1. Verweerder heeft de rechtbank schriftelijk bericht dat uit informatie van het COA [1] is gebleken dat eiser op 13 juli 2022 de opvang heeft verlaten en met onbekende bestemming is vertrokken. De gemachtigde van eiser heeft vervolgens op 25 juli 2022 bericht dat hij op 2 juli 2022 voor het laatst contact met eiser heeft gehad.
De rechtbank stelt verder vast dat eiser niet op zitting is verschenen.
2. De rechtbank leidt uit het voorgaande af dat eiser kennelijk geen prijs meer stelt op asielrechtelijke bescherming in Nederland. De rechtbank vindt zich daarin gesteund door vaste jurisprudentie van de Afdeling [2] , bijvoorbeeld de uitspraak van 22 februari 2019, ECLI:NL:RVS:2019:579. Eiser heeft dus geen belang meer bij beoordeling van zijn beroep.
3. Het beroep is daarom niet-ontvankelijk.
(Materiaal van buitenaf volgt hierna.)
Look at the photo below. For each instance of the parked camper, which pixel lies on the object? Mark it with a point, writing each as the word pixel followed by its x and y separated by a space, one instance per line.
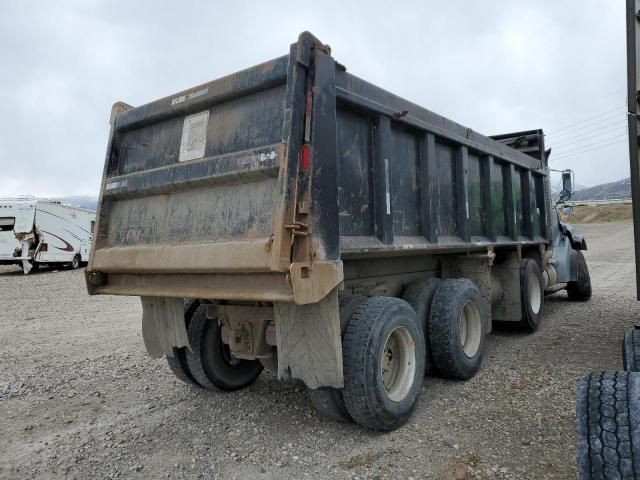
pixel 37 232
pixel 330 230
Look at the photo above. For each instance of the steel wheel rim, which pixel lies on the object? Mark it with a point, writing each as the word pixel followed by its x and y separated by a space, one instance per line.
pixel 535 298
pixel 470 328
pixel 398 365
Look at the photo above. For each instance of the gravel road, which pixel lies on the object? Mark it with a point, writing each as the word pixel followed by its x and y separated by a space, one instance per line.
pixel 79 397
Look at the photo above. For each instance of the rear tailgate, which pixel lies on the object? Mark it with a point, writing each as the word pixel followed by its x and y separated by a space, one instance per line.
pixel 199 188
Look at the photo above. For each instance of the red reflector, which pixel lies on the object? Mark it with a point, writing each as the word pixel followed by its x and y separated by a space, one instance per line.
pixel 305 157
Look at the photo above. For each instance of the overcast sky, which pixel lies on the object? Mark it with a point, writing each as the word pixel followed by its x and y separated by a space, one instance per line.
pixel 494 66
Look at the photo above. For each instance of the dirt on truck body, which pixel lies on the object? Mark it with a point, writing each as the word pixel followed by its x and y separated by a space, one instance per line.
pixel 296 217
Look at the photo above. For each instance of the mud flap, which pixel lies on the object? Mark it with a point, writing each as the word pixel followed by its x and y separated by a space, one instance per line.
pixel 309 342
pixel 163 325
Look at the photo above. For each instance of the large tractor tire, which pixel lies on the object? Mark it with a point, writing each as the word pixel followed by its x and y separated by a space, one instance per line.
pixel 457 328
pixel 384 355
pixel 580 290
pixel 419 295
pixel 328 402
pixel 531 294
pixel 608 424
pixel 631 350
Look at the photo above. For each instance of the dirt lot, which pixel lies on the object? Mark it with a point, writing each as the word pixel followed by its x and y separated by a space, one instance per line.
pixel 79 398
pixel 599 214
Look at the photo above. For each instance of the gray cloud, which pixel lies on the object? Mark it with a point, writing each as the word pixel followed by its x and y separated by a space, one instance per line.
pixel 494 66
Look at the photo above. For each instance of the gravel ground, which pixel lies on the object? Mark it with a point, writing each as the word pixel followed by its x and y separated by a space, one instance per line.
pixel 79 397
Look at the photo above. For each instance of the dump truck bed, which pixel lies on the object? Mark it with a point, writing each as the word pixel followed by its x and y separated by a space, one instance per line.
pixel 258 185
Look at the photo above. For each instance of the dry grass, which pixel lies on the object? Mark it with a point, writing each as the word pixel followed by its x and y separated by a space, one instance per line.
pixel 598 214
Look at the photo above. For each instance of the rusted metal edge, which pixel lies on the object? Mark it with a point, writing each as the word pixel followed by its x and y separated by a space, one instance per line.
pixel 272 287
pixel 238 255
pixel 353 246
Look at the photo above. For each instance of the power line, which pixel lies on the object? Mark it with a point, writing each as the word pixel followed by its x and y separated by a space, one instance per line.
pixel 565 155
pixel 594 124
pixel 585 136
pixel 586 129
pixel 588 119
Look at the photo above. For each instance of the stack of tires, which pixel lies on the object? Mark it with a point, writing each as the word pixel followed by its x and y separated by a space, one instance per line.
pixel 608 418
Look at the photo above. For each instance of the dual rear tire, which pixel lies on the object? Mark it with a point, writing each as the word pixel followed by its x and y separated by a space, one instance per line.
pixel 209 363
pixel 384 355
pixel 385 351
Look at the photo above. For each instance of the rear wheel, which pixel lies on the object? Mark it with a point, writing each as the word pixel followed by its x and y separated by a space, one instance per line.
pixel 328 402
pixel 580 290
pixel 457 328
pixel 178 363
pixel 384 355
pixel 210 360
pixel 531 294
pixel 608 424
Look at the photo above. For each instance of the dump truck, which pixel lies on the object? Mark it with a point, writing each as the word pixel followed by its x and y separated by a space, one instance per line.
pixel 295 217
pixel 36 232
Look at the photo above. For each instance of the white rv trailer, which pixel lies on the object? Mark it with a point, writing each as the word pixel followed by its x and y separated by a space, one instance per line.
pixel 35 232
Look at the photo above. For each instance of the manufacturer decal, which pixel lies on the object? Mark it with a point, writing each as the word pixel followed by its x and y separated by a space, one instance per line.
pixel 112 185
pixel 189 96
pixel 194 136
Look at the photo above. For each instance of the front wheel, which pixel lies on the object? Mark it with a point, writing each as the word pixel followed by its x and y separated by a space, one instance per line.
pixel 210 361
pixel 384 358
pixel 580 289
pixel 457 328
pixel 531 294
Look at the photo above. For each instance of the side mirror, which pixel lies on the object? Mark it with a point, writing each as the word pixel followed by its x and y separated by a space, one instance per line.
pixel 567 185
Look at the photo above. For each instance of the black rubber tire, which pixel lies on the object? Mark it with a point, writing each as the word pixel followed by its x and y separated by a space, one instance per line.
pixel 419 295
pixel 447 351
pixel 631 350
pixel 178 363
pixel 580 290
pixel 530 320
pixel 209 359
pixel 180 368
pixel 362 348
pixel 328 402
pixel 608 424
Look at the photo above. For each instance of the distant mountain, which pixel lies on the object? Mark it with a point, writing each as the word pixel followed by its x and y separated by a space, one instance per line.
pixel 605 191
pixel 84 201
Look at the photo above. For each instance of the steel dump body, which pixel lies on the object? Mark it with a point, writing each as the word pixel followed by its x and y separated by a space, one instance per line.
pixel 259 185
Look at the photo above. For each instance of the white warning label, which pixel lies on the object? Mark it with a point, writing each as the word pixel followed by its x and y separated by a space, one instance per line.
pixel 194 136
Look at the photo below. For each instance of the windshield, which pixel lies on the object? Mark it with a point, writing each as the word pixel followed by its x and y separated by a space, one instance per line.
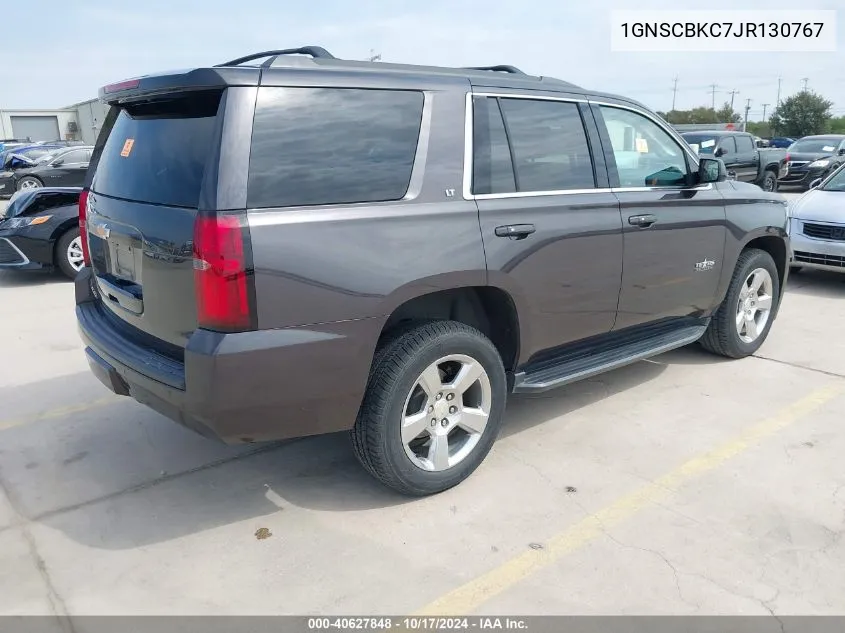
pixel 836 182
pixel 706 142
pixel 815 145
4. Voor een proceskostenveroordeling bestaat geen aanleiding.
Deze uitspraak is uitgesproken in het openbaar op 19 augustus 2022 door mr. B.F.Th. de Roos, rechter, in aanwezigheid van N.A. D’Hoore, griffier.
Dit proces-verbaal is bekendgemaakt op:
Rechtsmiddel
Tegen deze uitspraak kan hoger beroep worden ingesteld bij de Afdeling bestuursrechtspraak van de Raad van State binnen één week na de dag van bekendmaking van dit proces-verbaal.

Voetnoten

1.Centraal orgaan opvang asielzoekers.